Time course of the NGF-induced n212-complementing activity. (A) PC12 cells (10⁶/35-mm-diameter dish) were treated with NGF (100 ng/ml) 3 h prior to infection, at the time of infection, or 15 min, 30 min, 1 h, and 3 h after infection with 0.01 PFU of KOS and n212 per cell. Virus yields were measured at 24 hpi and expressed as fold increase in viral replication relative to mock-treated samples. (B) PC12 cells (10⁶/35-mm-diameter dish) were treated with NGF (100 ng/ml) for 144, 72, 48, 24, 12, 6, and 3 h prior to infection, at the time of infection, or 3 h after infection with 0.01 PFU of n212 or KOS per cell. Virus yields were measured at 24 hpi. NGF-induced n212-complementing activity is expressed as fold increase in viral titer relative to mock-treated samples.

FIG. 6

NGF induces viral mRNA accumulation in infected PC12 cells. PC12 cells (5 × 10⁶/60-mm-diameter dish) were mock treated or treated with NGF (100 ng/ml) for 12 h prior to infection with 0.1 PFU of KOS or n212 per cell. At 0, 4, 7, and 10 hpi, cytoplasmic RNA was isolated and levels of ICP4, TK, and gC mRNAs were measured by quantitative RNase protection assay. The range values for the image display were set at 0 to 2,000 (ICP4), 0 to 1,000 (TK), and 0 to 200 (gC).

FIG. 7

ICP0 does not induce c-fos expression.
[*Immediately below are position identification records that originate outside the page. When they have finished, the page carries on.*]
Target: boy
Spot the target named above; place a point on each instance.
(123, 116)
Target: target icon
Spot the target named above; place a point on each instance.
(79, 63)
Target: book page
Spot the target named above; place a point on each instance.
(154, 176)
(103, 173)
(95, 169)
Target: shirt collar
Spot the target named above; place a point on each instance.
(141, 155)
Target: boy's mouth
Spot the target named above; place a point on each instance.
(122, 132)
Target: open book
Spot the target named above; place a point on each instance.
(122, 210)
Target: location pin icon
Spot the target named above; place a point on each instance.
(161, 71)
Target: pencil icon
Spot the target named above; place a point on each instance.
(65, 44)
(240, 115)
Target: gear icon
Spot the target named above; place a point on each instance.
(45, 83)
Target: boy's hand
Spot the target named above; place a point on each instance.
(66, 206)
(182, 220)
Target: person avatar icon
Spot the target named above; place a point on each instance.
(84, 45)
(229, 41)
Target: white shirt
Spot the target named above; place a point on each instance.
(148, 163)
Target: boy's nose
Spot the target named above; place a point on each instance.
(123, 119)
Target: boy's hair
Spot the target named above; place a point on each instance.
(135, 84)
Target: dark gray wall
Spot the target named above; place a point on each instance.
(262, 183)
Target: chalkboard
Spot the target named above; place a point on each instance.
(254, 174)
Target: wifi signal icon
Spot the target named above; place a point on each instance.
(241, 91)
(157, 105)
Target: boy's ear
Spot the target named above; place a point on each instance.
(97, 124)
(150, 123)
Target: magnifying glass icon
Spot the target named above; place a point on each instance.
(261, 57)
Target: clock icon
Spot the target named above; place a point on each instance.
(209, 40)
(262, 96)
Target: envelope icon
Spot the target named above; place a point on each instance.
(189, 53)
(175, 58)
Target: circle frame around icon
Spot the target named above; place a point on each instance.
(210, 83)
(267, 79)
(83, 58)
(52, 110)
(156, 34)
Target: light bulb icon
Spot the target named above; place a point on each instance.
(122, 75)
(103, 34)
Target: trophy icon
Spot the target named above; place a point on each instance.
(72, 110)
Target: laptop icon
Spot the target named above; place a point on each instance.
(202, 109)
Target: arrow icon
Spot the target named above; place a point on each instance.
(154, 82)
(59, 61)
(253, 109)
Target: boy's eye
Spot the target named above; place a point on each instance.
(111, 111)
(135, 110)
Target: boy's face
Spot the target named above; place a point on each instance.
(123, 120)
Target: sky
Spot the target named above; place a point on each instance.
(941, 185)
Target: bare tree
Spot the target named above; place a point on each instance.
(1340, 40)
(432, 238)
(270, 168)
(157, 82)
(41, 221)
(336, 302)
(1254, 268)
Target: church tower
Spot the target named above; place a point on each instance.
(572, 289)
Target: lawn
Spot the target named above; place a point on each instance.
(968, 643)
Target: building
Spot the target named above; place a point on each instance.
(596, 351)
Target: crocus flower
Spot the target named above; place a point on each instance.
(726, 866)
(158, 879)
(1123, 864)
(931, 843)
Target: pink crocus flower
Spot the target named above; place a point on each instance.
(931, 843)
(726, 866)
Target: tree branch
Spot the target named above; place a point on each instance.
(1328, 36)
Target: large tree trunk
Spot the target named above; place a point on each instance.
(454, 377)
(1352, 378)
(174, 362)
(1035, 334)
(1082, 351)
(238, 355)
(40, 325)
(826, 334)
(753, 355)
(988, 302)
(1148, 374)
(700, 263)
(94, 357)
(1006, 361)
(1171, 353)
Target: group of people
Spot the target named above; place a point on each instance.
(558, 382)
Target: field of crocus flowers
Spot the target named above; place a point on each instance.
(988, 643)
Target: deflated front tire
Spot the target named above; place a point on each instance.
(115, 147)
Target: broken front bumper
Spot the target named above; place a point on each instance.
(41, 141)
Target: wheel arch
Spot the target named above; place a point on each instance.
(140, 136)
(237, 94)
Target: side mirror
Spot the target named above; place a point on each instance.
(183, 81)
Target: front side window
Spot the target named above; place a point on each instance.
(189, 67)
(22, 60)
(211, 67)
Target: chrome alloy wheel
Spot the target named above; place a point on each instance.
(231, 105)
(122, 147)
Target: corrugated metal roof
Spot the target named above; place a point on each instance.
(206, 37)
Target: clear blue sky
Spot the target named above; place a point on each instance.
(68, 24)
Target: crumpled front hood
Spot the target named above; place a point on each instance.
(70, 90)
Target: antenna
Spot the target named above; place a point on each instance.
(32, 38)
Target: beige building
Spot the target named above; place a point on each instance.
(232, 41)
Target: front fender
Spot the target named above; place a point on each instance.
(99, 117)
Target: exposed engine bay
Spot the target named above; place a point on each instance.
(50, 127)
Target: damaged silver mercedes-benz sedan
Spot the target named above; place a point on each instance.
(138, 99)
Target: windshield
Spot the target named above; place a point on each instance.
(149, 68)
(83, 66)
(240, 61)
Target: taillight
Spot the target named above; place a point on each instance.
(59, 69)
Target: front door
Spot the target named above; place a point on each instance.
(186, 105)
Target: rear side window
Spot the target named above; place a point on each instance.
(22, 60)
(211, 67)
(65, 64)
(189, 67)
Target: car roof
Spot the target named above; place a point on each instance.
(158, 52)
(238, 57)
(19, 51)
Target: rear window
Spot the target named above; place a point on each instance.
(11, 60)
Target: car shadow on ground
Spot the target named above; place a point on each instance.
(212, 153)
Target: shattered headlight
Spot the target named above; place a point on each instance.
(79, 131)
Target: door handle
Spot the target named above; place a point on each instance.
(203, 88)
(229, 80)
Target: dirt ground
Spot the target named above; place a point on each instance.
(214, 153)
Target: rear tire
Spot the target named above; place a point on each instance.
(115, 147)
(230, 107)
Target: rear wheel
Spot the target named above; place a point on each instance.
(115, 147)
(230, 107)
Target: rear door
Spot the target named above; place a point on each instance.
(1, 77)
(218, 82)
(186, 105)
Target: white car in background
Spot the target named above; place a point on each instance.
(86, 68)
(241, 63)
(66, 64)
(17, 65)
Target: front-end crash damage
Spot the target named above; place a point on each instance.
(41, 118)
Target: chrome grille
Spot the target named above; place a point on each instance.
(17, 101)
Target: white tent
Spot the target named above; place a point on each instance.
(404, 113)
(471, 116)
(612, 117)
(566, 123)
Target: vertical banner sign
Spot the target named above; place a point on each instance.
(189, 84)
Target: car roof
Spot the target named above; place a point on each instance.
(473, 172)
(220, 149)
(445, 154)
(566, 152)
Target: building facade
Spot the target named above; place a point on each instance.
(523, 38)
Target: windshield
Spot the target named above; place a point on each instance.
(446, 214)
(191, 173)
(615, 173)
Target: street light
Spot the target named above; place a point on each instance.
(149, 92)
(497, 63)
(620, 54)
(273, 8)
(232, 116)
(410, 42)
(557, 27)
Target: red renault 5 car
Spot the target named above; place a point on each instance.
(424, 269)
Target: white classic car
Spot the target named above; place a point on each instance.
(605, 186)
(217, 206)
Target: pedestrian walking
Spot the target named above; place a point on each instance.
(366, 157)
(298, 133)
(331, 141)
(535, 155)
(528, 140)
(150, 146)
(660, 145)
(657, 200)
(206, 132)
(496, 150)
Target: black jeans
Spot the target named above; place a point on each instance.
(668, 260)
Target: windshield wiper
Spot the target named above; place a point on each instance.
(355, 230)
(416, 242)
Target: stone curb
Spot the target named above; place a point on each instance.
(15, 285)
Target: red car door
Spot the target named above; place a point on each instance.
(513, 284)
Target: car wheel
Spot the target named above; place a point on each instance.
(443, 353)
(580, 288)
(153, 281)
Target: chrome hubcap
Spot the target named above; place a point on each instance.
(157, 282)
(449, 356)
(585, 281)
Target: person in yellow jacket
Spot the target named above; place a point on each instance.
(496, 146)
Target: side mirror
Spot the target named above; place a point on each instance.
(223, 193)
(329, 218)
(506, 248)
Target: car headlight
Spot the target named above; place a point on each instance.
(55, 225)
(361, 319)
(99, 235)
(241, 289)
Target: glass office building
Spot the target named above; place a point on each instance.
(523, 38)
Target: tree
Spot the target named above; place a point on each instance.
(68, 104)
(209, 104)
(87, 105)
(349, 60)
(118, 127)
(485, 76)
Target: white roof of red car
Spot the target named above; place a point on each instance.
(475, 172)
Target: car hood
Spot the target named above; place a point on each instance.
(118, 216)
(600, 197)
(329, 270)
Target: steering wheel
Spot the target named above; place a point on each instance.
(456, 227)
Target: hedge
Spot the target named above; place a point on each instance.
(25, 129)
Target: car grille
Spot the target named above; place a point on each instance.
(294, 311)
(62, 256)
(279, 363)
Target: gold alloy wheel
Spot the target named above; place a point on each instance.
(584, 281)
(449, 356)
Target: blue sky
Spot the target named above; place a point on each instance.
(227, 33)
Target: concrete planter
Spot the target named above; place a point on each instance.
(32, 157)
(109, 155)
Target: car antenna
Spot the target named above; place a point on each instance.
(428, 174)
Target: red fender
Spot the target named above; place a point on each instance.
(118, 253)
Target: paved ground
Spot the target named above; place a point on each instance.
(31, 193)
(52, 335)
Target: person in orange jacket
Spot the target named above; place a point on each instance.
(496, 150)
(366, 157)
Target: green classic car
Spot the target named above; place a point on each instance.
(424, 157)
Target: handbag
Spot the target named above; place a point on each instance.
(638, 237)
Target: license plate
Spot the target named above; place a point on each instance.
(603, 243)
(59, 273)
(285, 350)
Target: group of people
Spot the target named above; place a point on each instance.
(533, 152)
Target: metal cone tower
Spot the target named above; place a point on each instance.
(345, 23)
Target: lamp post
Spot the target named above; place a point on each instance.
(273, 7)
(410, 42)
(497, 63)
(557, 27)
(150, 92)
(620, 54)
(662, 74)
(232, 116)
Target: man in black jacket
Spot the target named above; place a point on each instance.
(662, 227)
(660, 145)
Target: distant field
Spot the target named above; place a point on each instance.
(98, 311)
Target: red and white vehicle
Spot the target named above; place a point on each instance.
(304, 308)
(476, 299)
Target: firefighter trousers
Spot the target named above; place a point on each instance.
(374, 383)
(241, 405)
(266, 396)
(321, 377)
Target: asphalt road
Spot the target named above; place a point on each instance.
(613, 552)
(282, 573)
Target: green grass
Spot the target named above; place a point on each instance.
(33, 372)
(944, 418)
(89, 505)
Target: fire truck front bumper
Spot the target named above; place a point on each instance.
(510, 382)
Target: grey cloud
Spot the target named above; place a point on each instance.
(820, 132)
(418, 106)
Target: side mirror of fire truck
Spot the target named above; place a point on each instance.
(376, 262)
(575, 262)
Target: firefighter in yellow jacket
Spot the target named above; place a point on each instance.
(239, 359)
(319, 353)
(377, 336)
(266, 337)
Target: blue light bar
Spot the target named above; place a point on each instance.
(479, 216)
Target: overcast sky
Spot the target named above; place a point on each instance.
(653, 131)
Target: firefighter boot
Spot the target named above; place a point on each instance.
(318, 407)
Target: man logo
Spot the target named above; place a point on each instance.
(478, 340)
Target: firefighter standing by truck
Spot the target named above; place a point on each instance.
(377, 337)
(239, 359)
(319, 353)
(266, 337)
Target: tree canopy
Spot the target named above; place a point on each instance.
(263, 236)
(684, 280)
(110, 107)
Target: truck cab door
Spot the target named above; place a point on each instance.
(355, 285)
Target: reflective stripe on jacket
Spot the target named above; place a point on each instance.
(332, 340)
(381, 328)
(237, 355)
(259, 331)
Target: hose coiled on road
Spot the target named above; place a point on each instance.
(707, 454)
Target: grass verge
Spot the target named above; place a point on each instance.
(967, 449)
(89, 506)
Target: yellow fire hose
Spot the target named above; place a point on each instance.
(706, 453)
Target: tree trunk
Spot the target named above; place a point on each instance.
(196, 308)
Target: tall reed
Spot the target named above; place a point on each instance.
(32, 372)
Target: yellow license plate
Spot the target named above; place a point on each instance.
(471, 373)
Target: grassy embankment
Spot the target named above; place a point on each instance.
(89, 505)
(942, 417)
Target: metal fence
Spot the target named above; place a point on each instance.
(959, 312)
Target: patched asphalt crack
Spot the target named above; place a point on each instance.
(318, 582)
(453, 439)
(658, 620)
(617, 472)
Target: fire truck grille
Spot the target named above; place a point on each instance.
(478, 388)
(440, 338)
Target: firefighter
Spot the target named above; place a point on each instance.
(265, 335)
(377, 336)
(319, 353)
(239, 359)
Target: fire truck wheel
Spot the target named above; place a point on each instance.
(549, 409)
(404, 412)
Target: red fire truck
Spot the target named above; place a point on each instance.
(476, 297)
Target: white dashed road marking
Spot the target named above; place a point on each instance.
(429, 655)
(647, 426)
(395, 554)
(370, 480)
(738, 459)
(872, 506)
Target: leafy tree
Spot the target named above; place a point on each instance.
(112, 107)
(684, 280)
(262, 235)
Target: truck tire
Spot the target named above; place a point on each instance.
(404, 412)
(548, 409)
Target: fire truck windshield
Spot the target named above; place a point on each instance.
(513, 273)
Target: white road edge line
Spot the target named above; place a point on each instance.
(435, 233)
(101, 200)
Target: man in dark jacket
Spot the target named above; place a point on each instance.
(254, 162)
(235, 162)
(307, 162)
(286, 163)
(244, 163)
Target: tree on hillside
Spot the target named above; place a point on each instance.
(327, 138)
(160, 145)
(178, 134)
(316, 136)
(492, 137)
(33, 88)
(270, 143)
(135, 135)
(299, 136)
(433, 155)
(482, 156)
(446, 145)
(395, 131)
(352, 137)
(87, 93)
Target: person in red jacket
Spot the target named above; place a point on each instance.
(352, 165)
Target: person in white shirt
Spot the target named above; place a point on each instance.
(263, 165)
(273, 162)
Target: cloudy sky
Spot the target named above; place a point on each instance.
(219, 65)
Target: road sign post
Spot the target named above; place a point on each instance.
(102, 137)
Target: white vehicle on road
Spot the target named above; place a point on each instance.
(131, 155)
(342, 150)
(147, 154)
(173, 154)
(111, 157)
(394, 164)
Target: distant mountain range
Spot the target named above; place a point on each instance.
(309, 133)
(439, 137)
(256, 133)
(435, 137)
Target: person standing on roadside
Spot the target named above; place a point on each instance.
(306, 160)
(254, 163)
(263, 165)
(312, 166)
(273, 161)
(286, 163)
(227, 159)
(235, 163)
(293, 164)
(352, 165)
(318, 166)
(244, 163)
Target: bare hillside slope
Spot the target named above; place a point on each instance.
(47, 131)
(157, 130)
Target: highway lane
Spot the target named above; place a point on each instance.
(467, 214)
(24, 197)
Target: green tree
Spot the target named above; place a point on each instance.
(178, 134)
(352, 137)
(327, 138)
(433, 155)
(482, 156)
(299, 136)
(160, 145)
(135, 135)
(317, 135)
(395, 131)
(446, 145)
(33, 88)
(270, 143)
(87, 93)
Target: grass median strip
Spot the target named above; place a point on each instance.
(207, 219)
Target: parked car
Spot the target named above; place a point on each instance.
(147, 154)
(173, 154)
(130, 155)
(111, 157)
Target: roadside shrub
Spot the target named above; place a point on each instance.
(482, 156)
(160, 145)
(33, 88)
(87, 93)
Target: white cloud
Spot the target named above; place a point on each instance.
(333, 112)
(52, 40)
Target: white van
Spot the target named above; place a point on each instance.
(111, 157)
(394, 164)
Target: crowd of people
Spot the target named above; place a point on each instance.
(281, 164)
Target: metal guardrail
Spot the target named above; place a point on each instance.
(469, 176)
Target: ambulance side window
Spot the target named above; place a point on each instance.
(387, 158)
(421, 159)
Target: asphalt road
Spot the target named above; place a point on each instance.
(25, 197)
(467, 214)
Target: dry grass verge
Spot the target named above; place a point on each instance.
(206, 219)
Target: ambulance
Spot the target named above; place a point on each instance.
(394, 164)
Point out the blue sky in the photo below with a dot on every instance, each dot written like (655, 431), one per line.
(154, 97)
PC12 cells (5 × 10⁶/60-mm-diameter dish) were treated with NGF (100 ng/ml) for 0, 15, 30, and 60 min or infected with 5.0 PFU of KOS and n212 per cell for 30, 60, 90, and 120 min. Cytoplasmic RNA was isolated at each time point as described in the text. The RNA was size fractionated by denaturing gel electrophoresis and transferred to a nylon membrane by Northern blotting. The Northern blot was probed with 100 ng of ³²P-labeled antisense RNA probe (8 × 10⁵ cpM/ng) specific for the mouse c-fos message. The blot was reprobed with 150 ng of ³²P-labeled antisense RNA probe (8.8 × 10⁵ cpM/ng) specific for the rat GAPDH message. The image was visualized by PhosphorImager analysis. The range values for the image display were set at 0 to 500 counts.